O presidente da Associação de Imprensa em Português e Inglês de Macau (AIPIM) acredita que “uma relação de confiança” com as autoridades permite avanços e maior acesso dos jornalistas estrangeiros, dando exemplos. Recentemente conduzido a um segundo mandato, José Miguel Encarnação defende a atual Lei de Imprensa, estando otimista quanto à continuidade da imprensa de língua estrangeira em Macau, ainda que, talvez, com menor capacidade financeira

Nelson Moura

– Relativamente à comunicação com as autoridades, sente que há vontade de desenvolver os meios de comunicação de língua estrangeira?

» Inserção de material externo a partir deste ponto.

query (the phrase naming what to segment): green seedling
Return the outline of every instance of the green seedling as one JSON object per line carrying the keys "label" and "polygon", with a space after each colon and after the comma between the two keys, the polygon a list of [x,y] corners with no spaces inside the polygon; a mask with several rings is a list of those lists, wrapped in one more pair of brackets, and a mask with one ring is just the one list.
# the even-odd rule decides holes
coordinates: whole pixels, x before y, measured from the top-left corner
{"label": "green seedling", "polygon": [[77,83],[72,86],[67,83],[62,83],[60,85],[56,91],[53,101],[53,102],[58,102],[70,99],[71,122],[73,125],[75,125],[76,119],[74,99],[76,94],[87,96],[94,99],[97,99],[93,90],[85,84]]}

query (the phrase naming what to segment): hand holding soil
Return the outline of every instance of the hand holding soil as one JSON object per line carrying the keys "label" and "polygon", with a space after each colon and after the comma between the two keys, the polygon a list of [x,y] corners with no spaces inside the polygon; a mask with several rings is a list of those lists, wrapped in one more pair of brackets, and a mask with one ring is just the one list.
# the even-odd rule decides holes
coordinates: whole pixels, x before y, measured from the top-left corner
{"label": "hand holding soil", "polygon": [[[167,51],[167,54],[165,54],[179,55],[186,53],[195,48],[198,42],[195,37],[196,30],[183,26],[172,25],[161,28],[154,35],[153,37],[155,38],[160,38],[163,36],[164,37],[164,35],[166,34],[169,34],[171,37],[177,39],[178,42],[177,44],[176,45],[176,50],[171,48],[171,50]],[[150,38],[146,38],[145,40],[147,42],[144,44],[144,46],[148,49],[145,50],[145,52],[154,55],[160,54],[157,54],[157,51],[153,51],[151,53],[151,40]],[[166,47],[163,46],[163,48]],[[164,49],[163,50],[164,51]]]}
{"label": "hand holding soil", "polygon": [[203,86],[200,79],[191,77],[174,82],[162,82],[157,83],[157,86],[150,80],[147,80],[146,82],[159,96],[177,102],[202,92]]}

José Miguel Encarnação – As duas matérias onde conseguimos avanços foram a revisão da Lei de Segurança do Estado e a emissão dos salvo-condutos. Depois da consulta pública da Lei de Segurança do Estado, comparando a versão que nos foi entregue e a versão final, vimos que nas alterações que sugerimos, houve de facto melhorias. Não digo que tenha sido só devido à AIPIM. Acredito que sejam aspetos também sublinhados por outras associações de comunicação social ou trabalhadores. Outro aspeto foi agora com o salvo-conduto. Já tinhamos realizado consultas com o secretário para a Segurança e com o diretor da Polícia Judiciária. Há muitos anos que andávamos a referir a questão dos vistos para a China. Falámos com o Comissariado para os Negócios Estrangeiros quando foi referido que começariam a dar vistos de cinco anos com múltiplas entradas aos residentes permanentes estrangeiros. De facto, houve uma melhoria nessa altura, ainda que muito leve para os jornalistas que pediram o visto depois disso. Quando o salvo-conduto foi anunciado, contactámos o Gabinete de Ligação, que nos garantiu que abrangia os jornalistas. Não vai haver qualquer discriminação, terão apenas que assinar uma declaração em como não irão exercer nenhuma atividade profissional ao abrigo do salvo-conduto. Mas mesmo assim, se quiserem fazer uma reportagem, poderão submeter um pedido especificamente para aquele caso. São situações que resultam destes anos todos de conversas e de muita, muita persistência. Obviamente que se começarem a haver muitos pedidos de reportagens ou de cobertura de eventos na Grande Baía, acabará por ter de haver uma solução em que poderemos, por exemplo, dentro da província de Cantão, exercer a nossa atividade sem ter que submeter esse pedido. São pequenos passos que vão sendo dados. E tem de haver uma relação de confiança para se conseguir que as coisas avancem. Até porque se o Governo Central quer promover Hengqin e as nove cidades da Grande Baía, tem de facilitar a atividade jornalística nesta zona.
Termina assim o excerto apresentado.